Bulk download functionality. Search criteria for analysis outputs and file type for a given sample will provide a streamlined way to select and bulk download data of interest. For available metagenomes, all analysis outputs are displayed with the number of associated files. To select metagenome bins, the number of files available (2157) from 123 samples is listed along with the archive size (2Gib). To download data, users are required to use ORCiD authentication (https://orcid.org).
Design and user research
The NMDC is a resource designed together with and for the scientific community. We have engaged in extensive user research through interviews and direct collaboration with the scientific community that have informed the design, development, and display of data through the NMDC Data Portal. This methodology (31) enables the scientific community to provide feedback, iterative and continuous improvement of our systems, and ensures that our systems enable a high level of scientific productivity. Feedback collected from the scientific community during early iterations of the Data Portal can be linked to the features and design directions found in the current release.
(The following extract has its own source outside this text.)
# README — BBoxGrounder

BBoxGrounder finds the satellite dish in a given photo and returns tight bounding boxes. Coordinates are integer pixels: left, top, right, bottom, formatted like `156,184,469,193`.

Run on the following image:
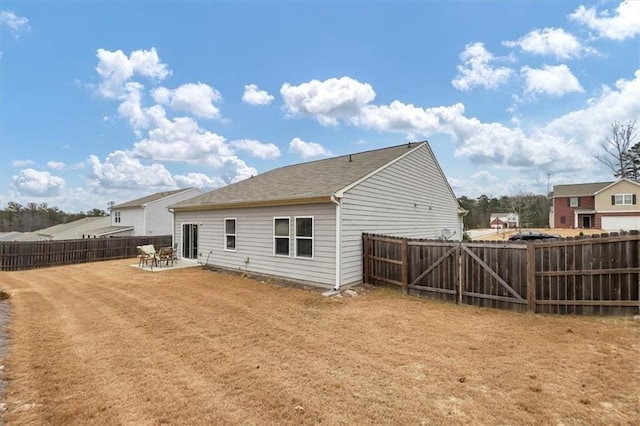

Our community-centered design approach ensures that the NMDC can evolve with the needs of the microbiome research community, but will also be important for uncovering creative design solutions, clarifying expectations, reducing redesign, and perhaps most importantly, enabling shared ownership (32) of the NMDC. We hope that this inclusive approach will enable us to expand our engagements with the microbiome research community and the utility of the NMDC Data Portal.
FUTURE DIRECTIONS AND CONCLUSIONS
The first iteration of the NMDC Data Portal was released in March 2021, and will be continually updated on a quarterly basis with new studies, features, and capabilities to support microbiome data discovery and access. As described above, the focus on environmental microbiomes and coordinating multi-omics data generated at the User Facilities, the JGI and EMSL, will continue to support a global network of thousands of scientists. The NMDC is committed to being a FAIR resource, following best practices for accessing data, and for embedding sufficient contextual metadata to ensure that relevant data can be found, easily repurposed and reused, and combined with other data sets for meta-analyses. In future iterations of the NMDC Data Portal, we will leverage available tools for evaluating ‘FAIRness’ to iteratively refine the NMDC APIs, release files, and web interfaces such that they are more useful for both users and for machine access. We will utilize the FAIRness evaluation framework (https://fairsharing.github.io/FAIR-Evaluator-FrontEnd) and create FAIRness Maturity Indicators (MIs) and Compliance Tests for microbiome data, and make these available through sites such as FAIRsharing (33).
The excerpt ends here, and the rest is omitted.